Arch Neurol. 1993;50(1):92-97. doi:10.1001/archneur.1993.00540010086023

• Objectives.  —To evaluate if caregivers are reliable informants concerning memory deficits in patients with Alzheimer's disease (AD).

Design.  —Responses of caregivers of patients with probable AD and responses of healthy control subjects on a standardized memory questionnaire were compared with objective measures of cognition (Consortium to Establish a Registry for Alzheimer's Disease neuropsychological battery) and with clinical estimates of activities of daily living, depression, and psychopathology (Consortium to Establish a Registry for Alzheimer's Disease [CERAD] clinical assessment battery) using the Self-report Memory Questionnaire.

Setting.  —A federally funded AD research center.

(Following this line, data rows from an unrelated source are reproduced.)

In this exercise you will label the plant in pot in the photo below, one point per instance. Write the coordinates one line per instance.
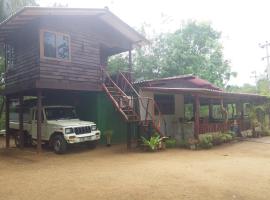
(153, 143)
(193, 143)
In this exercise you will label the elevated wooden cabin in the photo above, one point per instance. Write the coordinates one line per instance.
(61, 49)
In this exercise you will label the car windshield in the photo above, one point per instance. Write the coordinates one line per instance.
(59, 113)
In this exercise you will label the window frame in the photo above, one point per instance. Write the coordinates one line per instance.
(41, 39)
(170, 111)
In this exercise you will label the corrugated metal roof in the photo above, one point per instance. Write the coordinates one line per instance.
(205, 92)
(27, 14)
(192, 80)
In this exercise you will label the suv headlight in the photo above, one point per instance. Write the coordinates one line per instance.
(93, 128)
(69, 130)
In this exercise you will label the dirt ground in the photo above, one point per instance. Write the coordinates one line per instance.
(233, 171)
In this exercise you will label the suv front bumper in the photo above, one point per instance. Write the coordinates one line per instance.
(73, 138)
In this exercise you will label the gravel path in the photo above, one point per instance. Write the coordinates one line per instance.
(233, 171)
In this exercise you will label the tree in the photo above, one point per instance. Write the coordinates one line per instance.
(7, 7)
(195, 48)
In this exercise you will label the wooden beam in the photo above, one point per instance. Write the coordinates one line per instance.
(7, 123)
(39, 118)
(128, 135)
(21, 121)
(197, 117)
(210, 106)
(129, 64)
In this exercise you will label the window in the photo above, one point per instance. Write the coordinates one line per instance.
(55, 45)
(165, 104)
(10, 55)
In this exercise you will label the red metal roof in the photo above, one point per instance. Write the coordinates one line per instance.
(205, 92)
(181, 81)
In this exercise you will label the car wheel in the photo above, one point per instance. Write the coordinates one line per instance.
(27, 139)
(59, 144)
(92, 144)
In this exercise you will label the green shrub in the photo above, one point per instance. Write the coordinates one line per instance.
(206, 141)
(183, 144)
(153, 143)
(267, 133)
(217, 139)
(227, 137)
(170, 143)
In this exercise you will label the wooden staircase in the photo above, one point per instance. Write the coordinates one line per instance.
(128, 105)
(120, 100)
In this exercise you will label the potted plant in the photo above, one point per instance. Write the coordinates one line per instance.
(193, 143)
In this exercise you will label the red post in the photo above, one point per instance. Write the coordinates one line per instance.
(39, 113)
(197, 117)
(129, 64)
(7, 123)
(21, 121)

Subjects.  —The referred sample included 117 patients with probable AD, their informants, and 41 healthy control subjects age-matched to the patients. Patients and control subjects were between the ages of 58 and 85 years, had between 9 and 19 years of education, and were in good health.

Exclusions.  —Patients who did not meet NINCDS-ADRDA criteria of probable AD.

Main Outcome Measure.  —The optimal number of questionnaire items yielding the best combination of sensitivity and specificity.

Results.  —An abbreviated version of the scale, renamed the Short-Memory Questionnaire, had excellent specificity and sensitivity for identifying dementia. Positive and negative predictive values were 63.5% and near 100%, respectively. The Short-Memory Questionnaire showed good reliability, internal consistency, and external validity. Caregiver appraisals of memory deficits significantly correlated with objective measures of memory and also with generalized cognitive dysfunction.

Conclusions.  —Caregivers of patients with AD are reliable informants of their relatives' deficits. The Short-Memory Questionnaire is an easily administered, informant-based scale that may be useful in clinical settings or epidemiologic studies to screen out persons with memory difficulties.